Bolton deflects on Putin’s involvement in 2016 election
By QUINT FORGEY
White House national security adviser John Bolton on Sunday declined to rule on whether Russian President Vladimir Putin was involved in the Kremlin’s cyberattacks on the Democratic National Committee and other targets during the 2016 presidential campaign.
But Bolton said President Donald Trump will have the chance to ask Putin directly about his role when the two leaders meet Monday in Helsinki.
“That's what one of the purposes of this meeting is, so the president can see eye to eye with President Putin and ask him about it,” Bolton said on ABC's “This Week.”
Bolton had originally been scheduled to also appear on CNN’s “State of the Union” on Sunday, but the White House quashed that interview for what it deemed “bad behavior” by the cable network.
Bolton’s hesitancy to implicate Putin in Moscow’s aggression echoes Trump’s own seeming ambivalence on whether the ex-KGB officer knew about his government’s attempts to undermine American democracy — or whether they ever happened at all.
“Russia continues to say they had nothing to do with Meddling in our Election!” the president tweeted late last month.
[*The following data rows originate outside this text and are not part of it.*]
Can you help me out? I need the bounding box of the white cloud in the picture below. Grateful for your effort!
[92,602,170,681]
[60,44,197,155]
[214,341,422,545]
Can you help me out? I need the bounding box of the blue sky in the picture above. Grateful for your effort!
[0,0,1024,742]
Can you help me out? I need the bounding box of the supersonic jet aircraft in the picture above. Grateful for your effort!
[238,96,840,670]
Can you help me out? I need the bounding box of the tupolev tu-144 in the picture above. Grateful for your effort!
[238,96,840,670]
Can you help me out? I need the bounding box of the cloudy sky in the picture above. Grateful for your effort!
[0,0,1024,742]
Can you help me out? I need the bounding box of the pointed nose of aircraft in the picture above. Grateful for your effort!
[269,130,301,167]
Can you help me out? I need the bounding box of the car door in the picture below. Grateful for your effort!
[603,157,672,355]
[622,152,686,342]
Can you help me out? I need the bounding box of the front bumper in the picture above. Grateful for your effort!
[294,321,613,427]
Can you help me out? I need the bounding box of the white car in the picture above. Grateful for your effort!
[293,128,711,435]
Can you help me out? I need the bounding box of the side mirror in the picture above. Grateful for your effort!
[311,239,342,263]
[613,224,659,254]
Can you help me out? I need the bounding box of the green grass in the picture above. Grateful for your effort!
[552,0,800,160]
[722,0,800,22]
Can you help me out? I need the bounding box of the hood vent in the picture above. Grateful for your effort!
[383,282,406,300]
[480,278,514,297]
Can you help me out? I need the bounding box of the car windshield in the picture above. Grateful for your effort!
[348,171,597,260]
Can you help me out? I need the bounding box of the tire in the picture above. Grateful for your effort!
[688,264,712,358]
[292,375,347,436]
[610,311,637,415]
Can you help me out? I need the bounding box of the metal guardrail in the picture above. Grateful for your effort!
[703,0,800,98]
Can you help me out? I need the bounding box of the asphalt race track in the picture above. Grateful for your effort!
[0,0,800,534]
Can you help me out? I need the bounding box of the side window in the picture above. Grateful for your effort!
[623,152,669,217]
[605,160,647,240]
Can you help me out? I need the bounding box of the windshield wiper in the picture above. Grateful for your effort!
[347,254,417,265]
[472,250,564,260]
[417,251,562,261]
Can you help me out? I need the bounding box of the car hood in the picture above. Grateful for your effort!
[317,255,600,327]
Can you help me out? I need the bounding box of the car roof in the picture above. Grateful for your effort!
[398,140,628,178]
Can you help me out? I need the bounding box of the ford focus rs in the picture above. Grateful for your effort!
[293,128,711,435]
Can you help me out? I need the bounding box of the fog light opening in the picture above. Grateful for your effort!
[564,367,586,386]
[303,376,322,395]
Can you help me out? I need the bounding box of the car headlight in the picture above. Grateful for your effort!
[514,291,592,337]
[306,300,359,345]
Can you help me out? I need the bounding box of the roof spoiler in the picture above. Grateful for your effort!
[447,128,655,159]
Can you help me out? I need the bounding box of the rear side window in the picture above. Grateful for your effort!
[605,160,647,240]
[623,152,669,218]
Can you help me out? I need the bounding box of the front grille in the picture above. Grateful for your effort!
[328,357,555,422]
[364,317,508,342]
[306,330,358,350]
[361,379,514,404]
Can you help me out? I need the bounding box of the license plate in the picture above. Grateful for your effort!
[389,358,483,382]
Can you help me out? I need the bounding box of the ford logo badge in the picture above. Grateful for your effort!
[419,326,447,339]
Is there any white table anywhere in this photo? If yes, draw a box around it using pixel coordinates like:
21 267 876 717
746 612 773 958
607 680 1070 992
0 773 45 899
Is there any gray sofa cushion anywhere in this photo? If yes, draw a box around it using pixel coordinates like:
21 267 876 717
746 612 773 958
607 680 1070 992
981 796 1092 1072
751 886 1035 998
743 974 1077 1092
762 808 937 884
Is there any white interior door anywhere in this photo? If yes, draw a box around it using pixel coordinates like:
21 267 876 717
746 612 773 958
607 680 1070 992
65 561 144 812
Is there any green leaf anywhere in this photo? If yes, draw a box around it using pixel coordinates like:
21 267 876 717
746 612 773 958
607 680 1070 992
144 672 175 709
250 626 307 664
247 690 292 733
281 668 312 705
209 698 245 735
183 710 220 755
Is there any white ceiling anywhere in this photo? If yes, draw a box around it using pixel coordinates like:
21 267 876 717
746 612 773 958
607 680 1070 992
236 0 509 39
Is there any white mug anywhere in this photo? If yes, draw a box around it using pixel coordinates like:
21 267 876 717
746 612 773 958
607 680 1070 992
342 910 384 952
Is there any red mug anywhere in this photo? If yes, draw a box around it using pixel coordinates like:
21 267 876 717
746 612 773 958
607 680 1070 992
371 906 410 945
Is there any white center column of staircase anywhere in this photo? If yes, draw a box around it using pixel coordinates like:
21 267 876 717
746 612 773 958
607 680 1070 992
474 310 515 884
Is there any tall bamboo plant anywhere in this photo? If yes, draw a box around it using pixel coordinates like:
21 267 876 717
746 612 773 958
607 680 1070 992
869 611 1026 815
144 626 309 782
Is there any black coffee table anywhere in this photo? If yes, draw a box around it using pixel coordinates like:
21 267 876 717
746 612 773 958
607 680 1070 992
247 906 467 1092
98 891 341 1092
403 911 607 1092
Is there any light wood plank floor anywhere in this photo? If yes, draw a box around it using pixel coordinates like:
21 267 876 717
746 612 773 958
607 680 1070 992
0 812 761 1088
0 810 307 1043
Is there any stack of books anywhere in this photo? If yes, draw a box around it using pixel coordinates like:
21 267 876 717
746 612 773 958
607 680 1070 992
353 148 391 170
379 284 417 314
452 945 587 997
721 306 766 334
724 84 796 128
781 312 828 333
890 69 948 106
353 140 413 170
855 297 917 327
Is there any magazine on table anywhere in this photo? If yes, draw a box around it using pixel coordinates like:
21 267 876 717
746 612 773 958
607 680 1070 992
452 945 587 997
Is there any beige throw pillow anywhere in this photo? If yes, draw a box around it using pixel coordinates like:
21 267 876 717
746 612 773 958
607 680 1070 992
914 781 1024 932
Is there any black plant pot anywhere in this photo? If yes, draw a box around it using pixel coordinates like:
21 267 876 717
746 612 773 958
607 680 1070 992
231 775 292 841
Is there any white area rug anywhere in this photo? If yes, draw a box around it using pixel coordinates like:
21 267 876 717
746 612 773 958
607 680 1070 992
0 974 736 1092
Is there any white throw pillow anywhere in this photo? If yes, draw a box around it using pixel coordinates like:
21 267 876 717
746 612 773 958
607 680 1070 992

But following special counsel Robert Mueller’s indictment Friday of 12 Russian military intelligence officers for hacking the DNC, Trump is coming under greater pressure to confront Putin directly.
“I can tell you when I met with President Putin a few weeks ago to prepare for the Helsinki meeting, he made it plain that he said the Russian state was not involved, and he was very clear with his translator that that's the word that he wanted,” Bolton said Sunday.
“Now we'll have to see, given that these are allegations concerning GRU agents, obviously part of the Russian state, what he says about it now," Bolton added.